I'm surprised that there hasn't been more of a shift to ternary weights a la BitNet 1.58.
What stood out to me in that paper was the perplexity gains over fp weights in equal parameter match-ups, and especially the growth in the advantage as the parameter sizes increased (though only up to quite small model sizes in that paper, which makes me curious about the potential delta in modern SotA scales).
This makes complete sense from the standpoint of the superposition hypothesis (irrespective of its dimensionality, an ongoing discussion).
If nodes are serving more than one role in a network, then constraining the weight to a ternary value as opposed to a floating point range seems like it would be more frequently forcing the network to restructure overlapping node usage to better align nodes to shared directional shifts (positive, negative, or no-op) as opposed to compromise across multiple roles to a floating point avg of the individual role changes.
(Essentially resulting in a sharper vs more fuzzy network mapping.)
A lot of the attention for the paper was around the idea of the overall efficiency gains given the smaller memory footprint, but it really seems like even if there were no additional gains, that models being pretrained from this point onward should seriously consider clamping node precision to improve both the overall network performance and likely make interpretability more successful down the road to boot.

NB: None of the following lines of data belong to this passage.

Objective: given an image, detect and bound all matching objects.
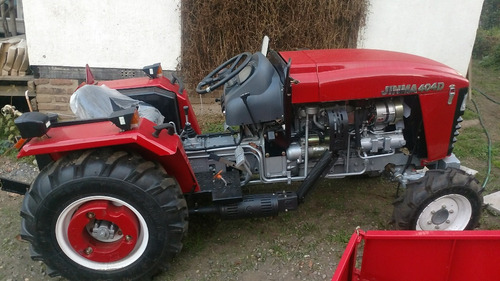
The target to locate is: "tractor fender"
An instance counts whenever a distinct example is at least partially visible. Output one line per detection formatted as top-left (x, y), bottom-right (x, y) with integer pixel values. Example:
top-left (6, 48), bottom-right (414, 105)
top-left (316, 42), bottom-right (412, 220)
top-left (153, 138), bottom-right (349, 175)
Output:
top-left (18, 118), bottom-right (199, 192)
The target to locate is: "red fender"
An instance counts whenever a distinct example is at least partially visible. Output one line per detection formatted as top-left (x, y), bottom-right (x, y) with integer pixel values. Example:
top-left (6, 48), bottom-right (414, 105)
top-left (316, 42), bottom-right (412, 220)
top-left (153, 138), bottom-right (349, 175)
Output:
top-left (18, 118), bottom-right (199, 192)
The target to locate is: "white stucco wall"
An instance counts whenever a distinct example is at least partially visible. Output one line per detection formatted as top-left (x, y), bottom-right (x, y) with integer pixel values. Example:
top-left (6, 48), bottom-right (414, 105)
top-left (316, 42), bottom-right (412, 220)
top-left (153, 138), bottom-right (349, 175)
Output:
top-left (23, 0), bottom-right (181, 70)
top-left (358, 0), bottom-right (483, 75)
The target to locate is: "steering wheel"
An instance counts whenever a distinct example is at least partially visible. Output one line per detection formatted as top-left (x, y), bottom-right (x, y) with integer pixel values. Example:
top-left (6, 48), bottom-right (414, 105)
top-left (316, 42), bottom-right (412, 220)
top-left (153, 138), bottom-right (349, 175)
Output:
top-left (196, 52), bottom-right (252, 94)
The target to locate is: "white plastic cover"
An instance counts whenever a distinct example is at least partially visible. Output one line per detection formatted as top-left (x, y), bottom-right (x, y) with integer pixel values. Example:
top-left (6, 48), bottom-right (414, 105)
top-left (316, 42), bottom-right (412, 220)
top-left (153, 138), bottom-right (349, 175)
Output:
top-left (69, 85), bottom-right (165, 124)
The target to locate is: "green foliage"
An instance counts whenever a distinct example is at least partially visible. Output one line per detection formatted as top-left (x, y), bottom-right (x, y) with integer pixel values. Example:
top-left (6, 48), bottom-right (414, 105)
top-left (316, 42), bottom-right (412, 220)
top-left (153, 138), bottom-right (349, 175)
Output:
top-left (480, 43), bottom-right (500, 69)
top-left (472, 0), bottom-right (500, 69)
top-left (479, 0), bottom-right (500, 29)
top-left (472, 28), bottom-right (500, 59)
top-left (181, 0), bottom-right (368, 94)
top-left (0, 111), bottom-right (20, 154)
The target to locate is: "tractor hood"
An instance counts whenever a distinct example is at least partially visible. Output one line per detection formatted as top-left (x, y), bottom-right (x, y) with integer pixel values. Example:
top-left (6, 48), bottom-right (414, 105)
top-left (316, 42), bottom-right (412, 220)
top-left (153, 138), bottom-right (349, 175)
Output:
top-left (280, 49), bottom-right (468, 103)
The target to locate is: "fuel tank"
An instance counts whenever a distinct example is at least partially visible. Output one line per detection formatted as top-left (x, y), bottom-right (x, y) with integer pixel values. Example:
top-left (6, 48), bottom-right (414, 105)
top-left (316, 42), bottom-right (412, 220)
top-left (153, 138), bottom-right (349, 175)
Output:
top-left (280, 49), bottom-right (468, 103)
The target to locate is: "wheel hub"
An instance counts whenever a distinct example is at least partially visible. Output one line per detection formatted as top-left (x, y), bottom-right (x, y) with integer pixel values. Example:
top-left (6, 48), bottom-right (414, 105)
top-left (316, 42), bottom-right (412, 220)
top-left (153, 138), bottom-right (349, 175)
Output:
top-left (416, 194), bottom-right (472, 230)
top-left (68, 200), bottom-right (139, 262)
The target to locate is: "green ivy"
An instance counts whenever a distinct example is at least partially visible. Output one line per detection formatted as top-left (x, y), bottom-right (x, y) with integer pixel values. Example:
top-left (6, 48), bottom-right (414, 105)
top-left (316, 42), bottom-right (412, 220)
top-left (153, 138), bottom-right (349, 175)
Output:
top-left (0, 110), bottom-right (20, 154)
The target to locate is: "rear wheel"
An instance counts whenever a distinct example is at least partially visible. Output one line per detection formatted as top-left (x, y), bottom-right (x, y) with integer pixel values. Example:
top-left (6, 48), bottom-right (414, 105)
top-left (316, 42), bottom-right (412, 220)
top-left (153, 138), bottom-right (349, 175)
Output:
top-left (393, 166), bottom-right (483, 230)
top-left (21, 150), bottom-right (187, 280)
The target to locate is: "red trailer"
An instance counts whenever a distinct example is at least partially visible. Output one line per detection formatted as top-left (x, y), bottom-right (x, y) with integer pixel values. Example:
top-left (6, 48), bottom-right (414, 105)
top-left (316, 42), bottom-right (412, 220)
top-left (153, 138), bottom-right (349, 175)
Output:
top-left (332, 230), bottom-right (500, 281)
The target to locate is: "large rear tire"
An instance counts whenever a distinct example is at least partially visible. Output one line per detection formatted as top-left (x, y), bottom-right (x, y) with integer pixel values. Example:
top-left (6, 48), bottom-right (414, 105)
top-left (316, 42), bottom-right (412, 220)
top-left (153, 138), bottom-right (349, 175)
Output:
top-left (393, 168), bottom-right (483, 230)
top-left (21, 149), bottom-right (188, 280)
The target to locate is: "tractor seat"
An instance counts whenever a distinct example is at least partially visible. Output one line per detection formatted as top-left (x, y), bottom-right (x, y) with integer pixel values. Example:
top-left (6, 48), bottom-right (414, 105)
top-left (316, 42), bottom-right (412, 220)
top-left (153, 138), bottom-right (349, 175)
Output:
top-left (69, 82), bottom-right (165, 124)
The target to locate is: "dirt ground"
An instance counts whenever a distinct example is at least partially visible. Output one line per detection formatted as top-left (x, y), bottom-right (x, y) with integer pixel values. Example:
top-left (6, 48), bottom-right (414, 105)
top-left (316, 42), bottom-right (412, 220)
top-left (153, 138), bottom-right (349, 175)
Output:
top-left (0, 66), bottom-right (500, 281)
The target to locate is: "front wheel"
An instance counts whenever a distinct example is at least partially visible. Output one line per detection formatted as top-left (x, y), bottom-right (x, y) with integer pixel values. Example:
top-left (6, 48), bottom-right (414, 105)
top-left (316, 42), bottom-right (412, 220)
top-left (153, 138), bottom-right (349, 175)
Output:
top-left (393, 168), bottom-right (483, 230)
top-left (21, 150), bottom-right (187, 280)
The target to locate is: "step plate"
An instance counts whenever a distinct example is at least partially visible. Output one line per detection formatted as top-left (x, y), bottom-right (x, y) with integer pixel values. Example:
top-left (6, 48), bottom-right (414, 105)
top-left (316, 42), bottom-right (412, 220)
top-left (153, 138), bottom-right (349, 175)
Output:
top-left (196, 170), bottom-right (243, 204)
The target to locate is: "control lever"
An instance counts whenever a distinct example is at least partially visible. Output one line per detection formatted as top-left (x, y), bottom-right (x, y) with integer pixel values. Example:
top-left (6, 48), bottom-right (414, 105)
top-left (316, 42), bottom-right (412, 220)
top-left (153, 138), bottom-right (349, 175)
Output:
top-left (181, 105), bottom-right (196, 138)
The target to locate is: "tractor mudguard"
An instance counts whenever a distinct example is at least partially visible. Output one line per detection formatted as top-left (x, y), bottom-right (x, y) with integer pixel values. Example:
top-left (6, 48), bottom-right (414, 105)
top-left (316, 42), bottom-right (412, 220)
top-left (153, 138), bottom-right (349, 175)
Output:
top-left (18, 118), bottom-right (199, 192)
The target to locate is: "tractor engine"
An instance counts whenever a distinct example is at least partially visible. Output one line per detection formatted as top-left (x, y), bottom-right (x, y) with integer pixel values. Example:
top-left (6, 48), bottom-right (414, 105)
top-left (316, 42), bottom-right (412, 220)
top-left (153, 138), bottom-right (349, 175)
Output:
top-left (287, 98), bottom-right (410, 174)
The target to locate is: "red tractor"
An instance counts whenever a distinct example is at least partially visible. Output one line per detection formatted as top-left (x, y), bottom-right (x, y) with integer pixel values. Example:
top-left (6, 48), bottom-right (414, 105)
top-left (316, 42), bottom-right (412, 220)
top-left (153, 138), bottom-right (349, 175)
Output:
top-left (3, 38), bottom-right (482, 280)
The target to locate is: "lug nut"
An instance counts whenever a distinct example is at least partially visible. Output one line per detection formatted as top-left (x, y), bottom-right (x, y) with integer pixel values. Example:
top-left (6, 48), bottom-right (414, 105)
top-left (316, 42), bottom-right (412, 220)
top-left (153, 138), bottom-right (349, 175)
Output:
top-left (84, 247), bottom-right (94, 255)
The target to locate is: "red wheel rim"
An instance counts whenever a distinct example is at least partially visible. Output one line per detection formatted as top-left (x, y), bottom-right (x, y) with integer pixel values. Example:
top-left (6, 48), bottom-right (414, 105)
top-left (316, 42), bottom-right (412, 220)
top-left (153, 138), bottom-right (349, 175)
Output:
top-left (68, 200), bottom-right (140, 262)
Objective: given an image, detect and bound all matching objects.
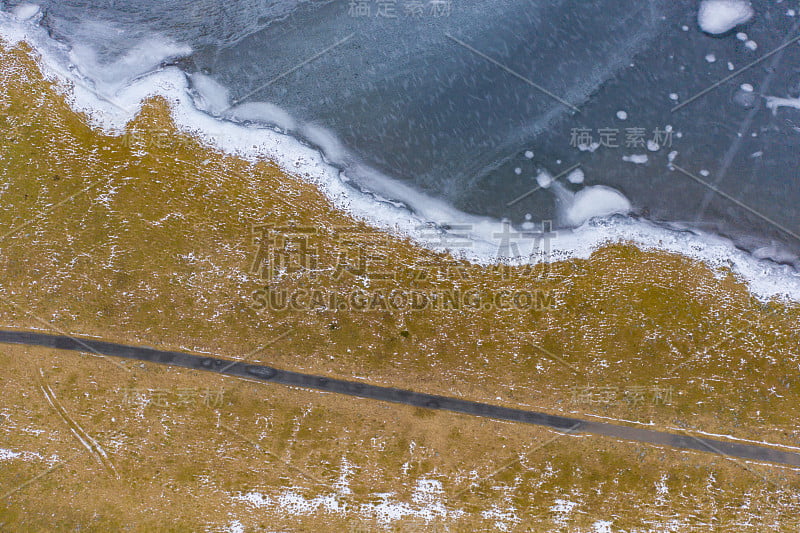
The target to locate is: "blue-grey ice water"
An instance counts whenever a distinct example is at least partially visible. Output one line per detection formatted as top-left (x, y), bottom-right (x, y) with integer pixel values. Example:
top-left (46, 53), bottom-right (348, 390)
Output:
top-left (5, 0), bottom-right (800, 262)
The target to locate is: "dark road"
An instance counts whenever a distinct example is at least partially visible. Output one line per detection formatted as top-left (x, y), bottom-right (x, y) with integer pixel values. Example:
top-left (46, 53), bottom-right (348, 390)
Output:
top-left (6, 330), bottom-right (800, 466)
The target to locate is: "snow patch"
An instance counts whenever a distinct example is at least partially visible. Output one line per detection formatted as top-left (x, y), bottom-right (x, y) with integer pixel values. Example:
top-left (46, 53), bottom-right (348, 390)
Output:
top-left (697, 0), bottom-right (754, 35)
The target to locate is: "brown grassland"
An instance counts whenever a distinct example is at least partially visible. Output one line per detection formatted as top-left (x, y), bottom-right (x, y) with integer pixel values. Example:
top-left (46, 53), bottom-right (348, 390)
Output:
top-left (0, 39), bottom-right (800, 531)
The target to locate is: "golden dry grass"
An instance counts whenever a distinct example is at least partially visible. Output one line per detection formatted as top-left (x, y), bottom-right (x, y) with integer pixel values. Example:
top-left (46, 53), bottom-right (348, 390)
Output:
top-left (0, 39), bottom-right (800, 531)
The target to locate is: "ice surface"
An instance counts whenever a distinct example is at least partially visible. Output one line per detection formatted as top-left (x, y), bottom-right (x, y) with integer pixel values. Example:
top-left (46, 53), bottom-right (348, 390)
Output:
top-left (0, 13), bottom-right (800, 300)
top-left (11, 4), bottom-right (39, 20)
top-left (567, 168), bottom-right (585, 183)
top-left (697, 0), bottom-right (754, 35)
top-left (565, 185), bottom-right (631, 226)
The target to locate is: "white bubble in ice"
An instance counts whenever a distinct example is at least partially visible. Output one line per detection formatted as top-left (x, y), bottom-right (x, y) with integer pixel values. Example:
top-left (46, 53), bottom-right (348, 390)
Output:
top-left (697, 0), bottom-right (754, 35)
top-left (536, 170), bottom-right (553, 189)
top-left (567, 168), bottom-right (585, 183)
top-left (622, 154), bottom-right (648, 165)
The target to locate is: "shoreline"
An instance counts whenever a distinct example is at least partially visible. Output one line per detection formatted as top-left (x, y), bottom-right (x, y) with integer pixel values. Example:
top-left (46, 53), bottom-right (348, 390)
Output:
top-left (0, 13), bottom-right (800, 302)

It may be that at the scales we are already at, the main offering of such an approach would be the perplexity advantages over fp weights, with the memory advantages as the beneficial side effect instead?
I wonder if with the next generations of multimodal models we'll see a "rubber ducking" phenomenon where, because their self-attention was spread across mediums, things like CoT and using outputs as a scratch pad will have a significantly improved performance in non-text streams.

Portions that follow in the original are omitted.